Objective: To examine the influence of human immunodeficiency virus (HIV) infection on clinical and microbiologic characteristics of pelvic inflammatory disease (PID).
Methods: Forty-four HIV-infected women and 163 HIV noninfected women diagnosed with PID by standard case definition were evaluated by using clinical severity scores, transabdominal sonograms, and endometrial biopsies. After testing for bacterial infections, patients were prescribed antibiotics as recommended by the Centers for Disease Control and Prevention (CDC).
Results: Symptoms of PID and analgesic use before enrollment did not differ by HIV serostatus. More HIV-infected women had received antibiotics before enrollment (40.9% versus 27.2%, P =.08), a factor associated with milder signs regardless of serostatus. More HIV-infected women had sonographically diagnosed adnexal masses at enrollment (45.8% versus 27.1%, P =.08), a difference that yielded higher median severity scores (17.5 of 42 points versus 15 of 42 points, P =.07). However, those differences were not significant at the P <.05 level. Mycoplasma (50% versus 22%, P <.05) and streptococcus species (34% versus 17%, P <.05) were isolated more commonly from biopsies of HIV-infected women. Within 30 days after enrollment, HIV-infected women generally responded as well to therapy as HIV-noninfected women did, regardless of initial CD4 T-lymphocyte percentage.

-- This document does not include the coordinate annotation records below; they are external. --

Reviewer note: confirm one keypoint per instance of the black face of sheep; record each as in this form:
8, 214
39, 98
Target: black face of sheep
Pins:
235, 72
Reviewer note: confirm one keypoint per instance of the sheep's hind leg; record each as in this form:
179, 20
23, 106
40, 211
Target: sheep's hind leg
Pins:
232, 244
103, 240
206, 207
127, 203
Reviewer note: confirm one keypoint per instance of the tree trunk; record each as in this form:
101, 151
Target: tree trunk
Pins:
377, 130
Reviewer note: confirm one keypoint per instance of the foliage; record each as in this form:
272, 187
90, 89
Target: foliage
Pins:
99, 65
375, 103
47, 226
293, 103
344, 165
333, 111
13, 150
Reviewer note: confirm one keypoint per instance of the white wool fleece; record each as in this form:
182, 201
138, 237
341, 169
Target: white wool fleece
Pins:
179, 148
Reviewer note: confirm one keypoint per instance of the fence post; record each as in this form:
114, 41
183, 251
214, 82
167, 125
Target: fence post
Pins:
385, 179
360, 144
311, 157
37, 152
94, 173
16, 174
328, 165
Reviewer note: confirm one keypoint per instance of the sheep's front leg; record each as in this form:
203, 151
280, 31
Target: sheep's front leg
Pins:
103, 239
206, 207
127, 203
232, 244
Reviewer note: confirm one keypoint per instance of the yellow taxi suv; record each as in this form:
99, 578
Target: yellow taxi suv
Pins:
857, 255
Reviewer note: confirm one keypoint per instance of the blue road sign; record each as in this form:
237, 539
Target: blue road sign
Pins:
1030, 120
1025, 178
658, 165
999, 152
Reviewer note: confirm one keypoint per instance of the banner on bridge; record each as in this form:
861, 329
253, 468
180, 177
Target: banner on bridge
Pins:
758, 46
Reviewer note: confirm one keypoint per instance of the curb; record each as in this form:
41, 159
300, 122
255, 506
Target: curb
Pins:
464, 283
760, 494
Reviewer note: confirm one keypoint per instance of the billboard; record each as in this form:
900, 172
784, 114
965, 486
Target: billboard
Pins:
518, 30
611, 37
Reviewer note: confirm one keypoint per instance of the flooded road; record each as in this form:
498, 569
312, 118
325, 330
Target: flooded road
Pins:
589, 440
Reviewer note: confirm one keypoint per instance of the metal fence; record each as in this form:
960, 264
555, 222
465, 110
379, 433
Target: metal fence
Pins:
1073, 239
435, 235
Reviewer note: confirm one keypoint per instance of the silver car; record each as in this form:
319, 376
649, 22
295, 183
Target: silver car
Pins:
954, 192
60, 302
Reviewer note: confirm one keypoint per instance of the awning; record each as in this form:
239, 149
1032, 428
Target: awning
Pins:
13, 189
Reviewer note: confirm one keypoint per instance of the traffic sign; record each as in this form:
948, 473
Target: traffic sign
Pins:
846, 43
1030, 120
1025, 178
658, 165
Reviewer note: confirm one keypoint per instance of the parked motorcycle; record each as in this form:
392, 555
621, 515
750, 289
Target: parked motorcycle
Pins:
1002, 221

Conclusion: Among women with acute PID, HIV infection was associated with more sonographically diagnosed adnexal masses. Clinical response to CDC-recommended antibiotics did not differ appreciably by serostatus. Mycoplasmas and streptococci were isolated more commonly from HIV-infected women, but those organisms also might be associated with PID in immunocompetent women.